Port sale opposition shows Bush is weak

After about five and a half years, President Bush has finally figured out what a veto is, and he is even threatening to use it.

A $6.8 billion deal to sell control of eight ports in the United States to a company based in the United Arab Emirates is causing controversy in Washington. While senators and representatives from both sides of the aisle disagree with the sale, Bush has taken a hardline stance in favor of the U.A.E.

The Washington Post reported Bush didn’t even know about the sale until the outrage in Congress surfaced. He simply relied on the opinions of his cabinet members to form his perspective. For an issue the president barely even knew about, he has been very vocal about his position.

With an overwhelming amount of Congress in opposition to the issue, even if Bush does use the veto, it will likely be overturned. This will only add to the lame duck status that marks his second term as president. But it will be entertaining to hear what kind of excuses Bush can come up with to defend his decision to utilize his veto power.

This appears to be a desperate attempt by Bush to create another bond between the United States and the Middle East. If our nation is really going to stop our “addiction to oil,” there will be nothing left to maintain U.S.-Middle East relations. If a handful of U.S. ports are owned by an Arab country, the U.A.E. will have an invested interest in U.S. foreign policy in other predominantly Muslim nations.
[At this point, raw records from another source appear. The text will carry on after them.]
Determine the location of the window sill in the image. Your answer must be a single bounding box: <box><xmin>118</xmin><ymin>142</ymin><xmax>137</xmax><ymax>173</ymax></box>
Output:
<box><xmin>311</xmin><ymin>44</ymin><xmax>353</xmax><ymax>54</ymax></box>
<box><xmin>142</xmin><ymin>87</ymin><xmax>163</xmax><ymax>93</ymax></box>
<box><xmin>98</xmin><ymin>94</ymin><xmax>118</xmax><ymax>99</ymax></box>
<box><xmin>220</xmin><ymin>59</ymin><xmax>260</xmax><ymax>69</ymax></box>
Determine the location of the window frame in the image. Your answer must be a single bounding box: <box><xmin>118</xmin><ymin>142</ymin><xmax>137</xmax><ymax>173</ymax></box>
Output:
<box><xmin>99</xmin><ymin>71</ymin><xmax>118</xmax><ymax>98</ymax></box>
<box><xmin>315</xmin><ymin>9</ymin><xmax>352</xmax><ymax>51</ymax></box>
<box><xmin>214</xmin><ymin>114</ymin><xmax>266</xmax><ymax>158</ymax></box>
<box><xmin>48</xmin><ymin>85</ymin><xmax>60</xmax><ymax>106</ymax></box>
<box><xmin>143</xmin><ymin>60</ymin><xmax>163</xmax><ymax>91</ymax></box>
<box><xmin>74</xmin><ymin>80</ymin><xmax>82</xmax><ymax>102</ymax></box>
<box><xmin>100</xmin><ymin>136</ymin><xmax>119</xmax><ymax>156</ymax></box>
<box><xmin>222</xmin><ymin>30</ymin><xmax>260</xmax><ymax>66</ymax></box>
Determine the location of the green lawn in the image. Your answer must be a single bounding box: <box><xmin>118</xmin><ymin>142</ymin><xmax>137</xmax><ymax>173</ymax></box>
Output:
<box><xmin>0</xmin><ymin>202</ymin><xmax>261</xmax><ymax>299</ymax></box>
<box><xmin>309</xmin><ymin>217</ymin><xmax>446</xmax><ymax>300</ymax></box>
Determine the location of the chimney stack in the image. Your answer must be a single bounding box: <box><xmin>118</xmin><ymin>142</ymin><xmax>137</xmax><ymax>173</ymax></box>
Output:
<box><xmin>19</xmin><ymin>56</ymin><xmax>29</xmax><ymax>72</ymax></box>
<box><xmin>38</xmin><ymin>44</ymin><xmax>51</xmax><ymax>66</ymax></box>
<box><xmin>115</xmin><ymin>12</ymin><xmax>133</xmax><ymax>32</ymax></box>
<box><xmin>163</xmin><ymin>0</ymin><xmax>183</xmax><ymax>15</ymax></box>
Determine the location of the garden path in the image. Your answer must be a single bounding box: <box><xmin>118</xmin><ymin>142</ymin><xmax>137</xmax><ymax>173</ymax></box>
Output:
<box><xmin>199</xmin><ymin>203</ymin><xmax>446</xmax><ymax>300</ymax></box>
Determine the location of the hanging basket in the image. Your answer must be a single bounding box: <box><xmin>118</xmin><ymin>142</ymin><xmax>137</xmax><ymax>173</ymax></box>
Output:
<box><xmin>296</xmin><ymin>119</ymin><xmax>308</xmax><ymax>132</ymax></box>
Senators like Majority Leader Bill Frist and Hilary Rodham Clinton should be standing up against the sale of these ports. But the reasoning behind their stance is not very persuasive. Just because some of the Sept. 11 hijackers were from the U.A.E. does not mean that people from the country should not own businesses in the United States.

According to The New York Times, members of Congress are claiming that allowing a Middle Eastern country to control ports will be jeopardizing port security. So this is what it takes for Congress to remember that U.S. ports are not very secure? Port security should be a priority, but it has not been an issue at the top of the Department of Homeland Security’s agenda.

These ports should be domestically owned, not because the U.A.E. has a few suspected terrorists within its borders, but because the United States needs to take port security and operation into its own hands. If these ports are truly an issue of national security, then the United States should be operating them and performing regular inspections.

The above editorial is the consensus opinion of the Daily Kent Stater editorial board.